More Consigners to the New York Sales, Revealed!
With the US presidential election behind us and the marquee New York evening sales just a few days away, collectors, advisors, and all manner of art world professionals have been combing through the full list of auction house offerings, ARTnews included.
This November, works by art historical heavyweights David Hockney, Ed Ruscha, Ellsworth Kelly, Georgia O’Keeffe, and Jean Michel Basquiat (of course) take the stage behind auctioneers who hope to coax out as many bids as possible from buyers in the room, on the phones, and watching online from across the globe.
ARTnews has already revealed a number of the consignors behind this season’s biggest lots, including Jean-Michel Basquiat’s Untitled (1982), courtesy of the Peter Brant’s Brant Foundation, and Yayoi Kusama’s 2018 picture Infinity-Nets (RDUEL), which has ties to disgraced art dealer and forthcoming biopic subject Inigo Philbrick.
But there is always more to learn. Further investigating has revealed more names of collectors that we believe to be unloading while interest rates are (relatively) good. And while high-net-worth individuals have cut back their spending over the last 12 months, we are in a “collector’s market,” according to many market-watchers. If the work is good enough, the bidders are sure to raise their paddles.
The first lot at Sotheby’s The Now and Contemporary evening sale, Yu Nishimura’s 2020 work Pause, seems to come from the esteemed collection of Dallas collectors Howard and Cindy Rachofsky. The work was featured as part of the Allan Schwartzman-curated show “Open Storage: 25 Years Of Collecting” which ran from August 26, 2022 – April 29, 2023, at the Rachofskys’ contemporary art space in Dallas, The Warehouse. The Rachofsky’s did not return a request for comment, while a Sotheby’s spokesperson told ARTnews that “as a policy, we don’t comment on consignors’ identity since that’s confidential.”
While that was the only lot at Sotheby’s previously unearthed, a healthy rummage through the lots offered during Christie’s 20th Century evening sale was much more fruitful.
The Brant Foundation appeared again, this time as the most likely consignor of Dan Flavin’s 1964 work alternate diagonals of March 2, 1964 (to Don Judd).
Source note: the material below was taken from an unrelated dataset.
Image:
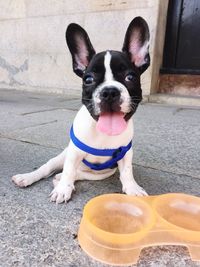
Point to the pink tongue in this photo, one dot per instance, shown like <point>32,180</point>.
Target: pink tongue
<point>111,123</point>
The piece, which is comprised of five daylight fluorescent lights is expected to sell for between $1 million and $2 million. Brant also appears to be behind the sale of a Roy Lichtenstein portrait of one of America’s illustrious Founding Fathers, George Washington (1962). The black and white portrait shows General Washington in a rather coy mood, a smirk drawn across the lips just above an impossibly square jaw. Whatever would Washington think of politics today? One can only guess.
Speaking of foundations, the Calder Foundation appears to be selling Alexander Calder’s radiant mobile Sumac VI (1952) with an estimate of $5 million to $7 million. The sheet metal and wire sculpture is painted in a deep red that brings to mind the crisp fall air and falling leaves of the season. Sumac VI was last publicly on view at Mnuchin Gallery in 2018.
An exquisite print of Ansel Adams’s Moonrise, Hernandez, New Mexico 1941 comes with an estimate of $400,000 to $600,000 and appears to come from the MFA Boston’s Lane Collection, a gift over 6,000 works made by William H. and Saundra Lane in 2012. (The museum features the work in its materials on the gift.) A recent sale at Sotheby’s, Ansel Adams: A Legacy | Photographs from the Meredith Collection, had a 100 percent sell-through rate which hints at increased interest in the photography market, especially in Adams’s work.
A 1976 painting by Susan Rothenberg, United States II that depicts the outline of a considerably large horse looks to have been put up for sale by ARTnews Top 200 collectors Don and Bettina Bryant. The picture, last exhibited in a 2022 Hall Art Foundation show, is a study in negatives: the steed’s front half is outlined in white on a black background, while its hind legs and haunch are outlined in black strokes on white. At 70 inches tall the picture is taller than your average Clydesdale, and while it carries a $1 million – $1.5 million estimate, more than ten times the price of a real show horse, it will cost considerably less to feed, water, and keep stabled.
Who says art isn’t a good investment? (The proposed consignors responded to a request for comment. Christie’s told ARTnews the don’t comment on clients.)
Additional reporting from Karen K. Ho, Harrison Jacobs, and Sarah Douglas.